If the EU people put this in to jab Britain by implying Britain could be a rogue threat to the peace and happiness that the EU is supposedly building, it might be a double-edged sword that can be used when the proto-imperial EU sheds that prefix and goes rogue.

And I think it is more likely than not:

Europe without American help has the economic, demographic, and scientific base to keep a weakened Russia out of Europe. But if left on its own, Europe's long history of autocracy will return and risk a Europe that again poses a threat to America.

The unofficial reason for NATO after World War II was to "keep American in (Europe--unlike after World War I), keep the Russians (Soviets) out (of Western Europe, after the Soviets advance to the Elbe River), and keep Germany down (after starting two world wars)."

The modern purpose of NATO is to keep America in Europe, keep Russia out, and keep European autocratic impulses down. The third reason is a real threat that is easy to forget in the post-World War II time frame that we remember as the normal state of European affairs. And the first reason is the means to achieve the third.

We forget the role that America played in creating the free and democratic Europe that we wrongly assume is the natural state of now-free Europe[.]

That post is a reminder--one that I needed when I first ran across another author who mentioned it, and I said to myself in a blinding flash of the bloody obvious that I hadn't really thought about, "Well duh"--that the modern democratic Europe was built by America's presence in NATO after World War II and the expansion after winning the Cold War. Prior to 1945, Europe was not the beacon of democratic freedom without that ugly "American" military might thinking that the Europeans claim to be today. 

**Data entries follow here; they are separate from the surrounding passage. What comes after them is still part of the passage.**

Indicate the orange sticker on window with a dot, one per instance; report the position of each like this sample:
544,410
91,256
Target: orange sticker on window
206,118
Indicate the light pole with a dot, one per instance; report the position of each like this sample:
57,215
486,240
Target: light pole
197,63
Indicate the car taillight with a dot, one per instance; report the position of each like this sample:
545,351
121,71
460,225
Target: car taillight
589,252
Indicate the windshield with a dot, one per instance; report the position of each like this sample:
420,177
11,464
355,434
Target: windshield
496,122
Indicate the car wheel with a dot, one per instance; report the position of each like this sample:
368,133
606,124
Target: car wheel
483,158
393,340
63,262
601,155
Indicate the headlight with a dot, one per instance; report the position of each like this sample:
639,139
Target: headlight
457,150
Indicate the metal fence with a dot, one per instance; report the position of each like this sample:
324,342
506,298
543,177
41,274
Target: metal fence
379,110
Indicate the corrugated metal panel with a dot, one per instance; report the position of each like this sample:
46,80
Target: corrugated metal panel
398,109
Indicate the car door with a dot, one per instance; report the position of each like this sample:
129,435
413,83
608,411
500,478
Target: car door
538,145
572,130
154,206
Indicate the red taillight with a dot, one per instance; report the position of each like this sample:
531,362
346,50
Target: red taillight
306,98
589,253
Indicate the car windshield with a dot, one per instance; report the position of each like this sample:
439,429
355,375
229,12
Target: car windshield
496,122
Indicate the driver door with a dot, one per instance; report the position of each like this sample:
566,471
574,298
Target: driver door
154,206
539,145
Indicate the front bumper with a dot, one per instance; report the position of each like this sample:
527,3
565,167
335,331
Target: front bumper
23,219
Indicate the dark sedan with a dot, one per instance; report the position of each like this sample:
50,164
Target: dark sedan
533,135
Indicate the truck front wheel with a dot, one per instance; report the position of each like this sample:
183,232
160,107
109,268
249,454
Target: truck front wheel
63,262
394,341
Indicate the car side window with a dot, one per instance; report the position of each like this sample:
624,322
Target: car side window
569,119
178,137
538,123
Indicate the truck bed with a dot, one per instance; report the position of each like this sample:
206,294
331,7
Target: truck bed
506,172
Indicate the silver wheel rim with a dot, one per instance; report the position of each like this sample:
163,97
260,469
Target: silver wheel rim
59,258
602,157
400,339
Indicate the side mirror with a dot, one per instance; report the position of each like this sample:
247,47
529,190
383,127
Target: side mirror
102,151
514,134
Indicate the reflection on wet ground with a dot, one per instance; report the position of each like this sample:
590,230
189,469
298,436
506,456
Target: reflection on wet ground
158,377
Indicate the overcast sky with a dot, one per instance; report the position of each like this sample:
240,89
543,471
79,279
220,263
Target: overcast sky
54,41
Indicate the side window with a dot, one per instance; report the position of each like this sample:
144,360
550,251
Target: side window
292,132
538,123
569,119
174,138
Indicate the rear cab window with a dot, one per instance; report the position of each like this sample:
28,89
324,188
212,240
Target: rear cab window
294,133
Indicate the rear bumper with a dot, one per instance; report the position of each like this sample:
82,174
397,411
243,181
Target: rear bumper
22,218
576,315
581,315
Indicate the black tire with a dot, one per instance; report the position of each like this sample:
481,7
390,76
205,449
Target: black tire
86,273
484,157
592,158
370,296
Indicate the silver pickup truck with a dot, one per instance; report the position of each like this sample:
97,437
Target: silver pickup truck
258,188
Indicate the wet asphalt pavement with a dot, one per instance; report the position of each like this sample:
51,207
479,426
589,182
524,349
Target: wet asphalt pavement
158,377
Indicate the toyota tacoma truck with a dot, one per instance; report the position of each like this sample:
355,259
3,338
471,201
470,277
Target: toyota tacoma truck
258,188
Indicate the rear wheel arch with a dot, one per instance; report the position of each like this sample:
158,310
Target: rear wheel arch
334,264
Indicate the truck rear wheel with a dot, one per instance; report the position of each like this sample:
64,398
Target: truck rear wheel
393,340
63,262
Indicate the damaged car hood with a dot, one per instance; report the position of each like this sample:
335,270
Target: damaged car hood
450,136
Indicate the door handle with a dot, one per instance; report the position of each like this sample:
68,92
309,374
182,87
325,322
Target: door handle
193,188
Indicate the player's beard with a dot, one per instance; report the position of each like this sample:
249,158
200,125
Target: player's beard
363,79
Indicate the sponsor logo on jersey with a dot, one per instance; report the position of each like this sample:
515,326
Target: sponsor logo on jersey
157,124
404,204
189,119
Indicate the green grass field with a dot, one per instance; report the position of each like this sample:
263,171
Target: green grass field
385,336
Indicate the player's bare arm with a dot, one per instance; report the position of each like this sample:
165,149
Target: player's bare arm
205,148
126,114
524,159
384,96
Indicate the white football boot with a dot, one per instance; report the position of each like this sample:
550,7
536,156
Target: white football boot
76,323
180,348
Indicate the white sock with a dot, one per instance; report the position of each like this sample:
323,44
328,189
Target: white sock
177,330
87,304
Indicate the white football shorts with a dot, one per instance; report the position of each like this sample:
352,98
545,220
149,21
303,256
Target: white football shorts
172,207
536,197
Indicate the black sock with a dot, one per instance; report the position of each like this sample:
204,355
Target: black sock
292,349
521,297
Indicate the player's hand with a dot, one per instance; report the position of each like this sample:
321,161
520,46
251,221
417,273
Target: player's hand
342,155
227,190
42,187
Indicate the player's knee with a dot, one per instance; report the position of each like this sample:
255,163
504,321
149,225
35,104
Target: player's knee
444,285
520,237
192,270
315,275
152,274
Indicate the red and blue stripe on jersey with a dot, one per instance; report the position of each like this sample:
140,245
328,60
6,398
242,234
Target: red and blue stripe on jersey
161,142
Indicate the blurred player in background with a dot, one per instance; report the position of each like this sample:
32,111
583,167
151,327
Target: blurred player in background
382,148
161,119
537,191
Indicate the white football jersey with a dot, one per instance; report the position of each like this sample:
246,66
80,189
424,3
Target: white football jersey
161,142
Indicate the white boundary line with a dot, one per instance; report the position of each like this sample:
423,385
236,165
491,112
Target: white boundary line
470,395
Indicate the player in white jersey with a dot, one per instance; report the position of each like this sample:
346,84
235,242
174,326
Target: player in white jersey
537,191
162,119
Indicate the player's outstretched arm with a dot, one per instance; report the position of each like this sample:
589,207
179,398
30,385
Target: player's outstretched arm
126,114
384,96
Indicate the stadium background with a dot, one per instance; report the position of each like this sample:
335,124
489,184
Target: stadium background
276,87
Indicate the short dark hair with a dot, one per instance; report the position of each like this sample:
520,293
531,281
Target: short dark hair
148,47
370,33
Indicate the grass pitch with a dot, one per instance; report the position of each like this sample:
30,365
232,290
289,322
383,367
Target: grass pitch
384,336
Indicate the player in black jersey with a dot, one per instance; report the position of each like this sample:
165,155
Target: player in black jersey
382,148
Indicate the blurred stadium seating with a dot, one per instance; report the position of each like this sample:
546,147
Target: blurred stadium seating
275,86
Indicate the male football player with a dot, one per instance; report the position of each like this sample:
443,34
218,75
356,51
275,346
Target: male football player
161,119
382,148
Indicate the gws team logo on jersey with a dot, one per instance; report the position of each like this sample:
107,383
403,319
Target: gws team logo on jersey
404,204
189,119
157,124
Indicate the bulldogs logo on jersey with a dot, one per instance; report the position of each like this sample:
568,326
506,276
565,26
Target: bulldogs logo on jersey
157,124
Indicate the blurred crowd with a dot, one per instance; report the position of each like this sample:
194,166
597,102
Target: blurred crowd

So Britain, which does have a long history of democracy and freedom, is not a potential rogue state.

But the EU, with its host of member states with rather thin resumes' of real democracy, is not the bastion of rogue-free governance that it annoyingly claims to be.

I think that the EU actively seeks to become a multi-ethnic empire through a gradual accumulation of power that ultimately suppresses those ugly nationalists who the EU elite believes were the cause of the many wars in European history.

Without NATO and America, rule of law will slip away in Europe as brute force is increasingly used on the people of Europe to keep them in line; and the EU will shift to open hostility to America.

America needs to remain involved in NATO while keeping NATO strong as an institution to prevent Europe from being controlled by a hostile government that can mobilize its still vast demographic, scientific, and economic potential to be a real military threat.